NCT number NCT02710565
Other study ID # B723
Secondary ID
Status Completed
Phase N/A
First received
Last updated
Start date February 2016
Est. completion date July 2017

Study information

Verified date December 2020
Source Mid and South Essex NHS Foundation Trust
Contact n/a
Is FDA regulated No
Health authority
Study type Interventional

Clinical Trial Summary

Participants who are scheduled to have an endo bronchial ultrasound (EBUS) trans bronchial needle aspiration (TBNA) will provide additional samples. These samples will then be sent to Imperial College London to see whether a cell line can be grown. If growth is successful then the samples will be returned to our pathology department to see if grading is possible and then to compare these results with the previous diagnostic samples. The cell line samples will not be used for patient diagnosis.


Description:

Obtaining adequate pathological specimen is essential in the diagnosis of cancer. Ultrasound guided sampling through endo bronchial ultrasound (EBUS) trans bronchial needle aspiration (TBNA) has emerged as a safe and accurate technique in the diagnosis and staging of lung cancer but subtyping and/or genotyping of TBNA samples obtained by convex probe EBUS has long been considered to be limited by the lack of tissue architecture in these small tissue samples.

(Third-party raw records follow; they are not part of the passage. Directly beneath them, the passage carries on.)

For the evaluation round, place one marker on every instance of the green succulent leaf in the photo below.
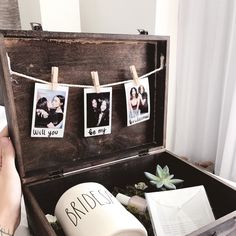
(166, 170)
(169, 185)
(169, 177)
(176, 181)
(159, 172)
(163, 179)
(159, 184)
(151, 176)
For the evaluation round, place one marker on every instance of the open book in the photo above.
(179, 212)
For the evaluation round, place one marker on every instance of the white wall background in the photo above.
(167, 14)
(117, 16)
(29, 12)
(54, 15)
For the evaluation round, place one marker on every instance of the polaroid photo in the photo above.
(137, 102)
(97, 112)
(49, 111)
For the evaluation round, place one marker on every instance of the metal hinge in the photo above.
(56, 174)
(143, 153)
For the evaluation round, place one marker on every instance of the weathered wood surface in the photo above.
(76, 56)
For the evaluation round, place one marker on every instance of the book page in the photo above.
(179, 212)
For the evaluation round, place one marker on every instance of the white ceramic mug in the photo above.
(89, 209)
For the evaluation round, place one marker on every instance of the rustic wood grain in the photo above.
(76, 58)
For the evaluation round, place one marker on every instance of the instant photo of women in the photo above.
(49, 111)
(97, 113)
(137, 101)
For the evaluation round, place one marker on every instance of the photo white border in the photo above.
(49, 93)
(101, 130)
(140, 117)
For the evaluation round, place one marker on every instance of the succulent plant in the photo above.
(163, 180)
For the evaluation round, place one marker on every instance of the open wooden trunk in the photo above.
(50, 166)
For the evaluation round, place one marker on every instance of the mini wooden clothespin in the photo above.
(54, 77)
(95, 79)
(134, 75)
(162, 59)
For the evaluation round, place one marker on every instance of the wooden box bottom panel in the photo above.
(41, 198)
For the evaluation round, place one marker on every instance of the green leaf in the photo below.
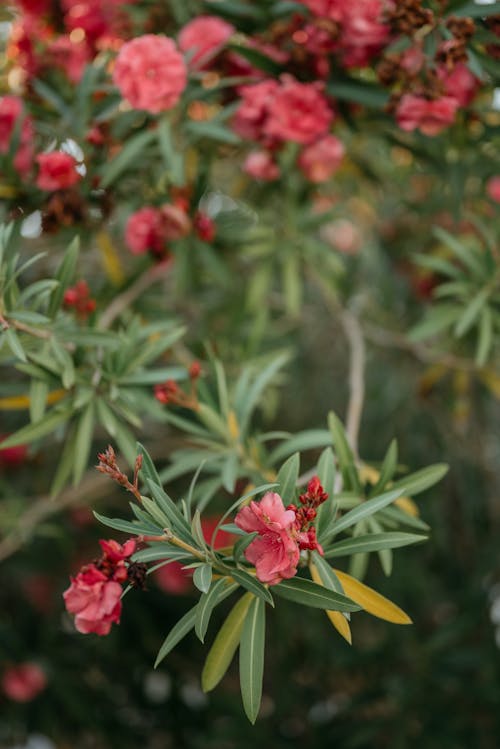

The performance of small tissue samples in non-small cell lung cancer (NSCLC) subtyping has been proven to be accurate in modern pathology practice adopting cell blocks and immunohistochemistry (IHC), reducing the NSCLC not otherwise specified rate for needle aspiration samples to 8-23%. It has also shown recently a promising result in work up of mediastinal lymphadenopathy when lymphoma is suspected. It is thought that at times EBUS TBNA sample is still inadequate for further essential testing for diagnostic and therapeutic purpose and enhancing the yield is possibly by cell culture will not only be useful for diagnosing lung cancer and lymphoma but also will provide material for future research study. We have therefore developed a research proposal in collaboration with scientists at the biomedical research laboratory at Imperial College London, who have excellent record in basic scientific research and currently involved in similar research on cell culture for other type of diseases.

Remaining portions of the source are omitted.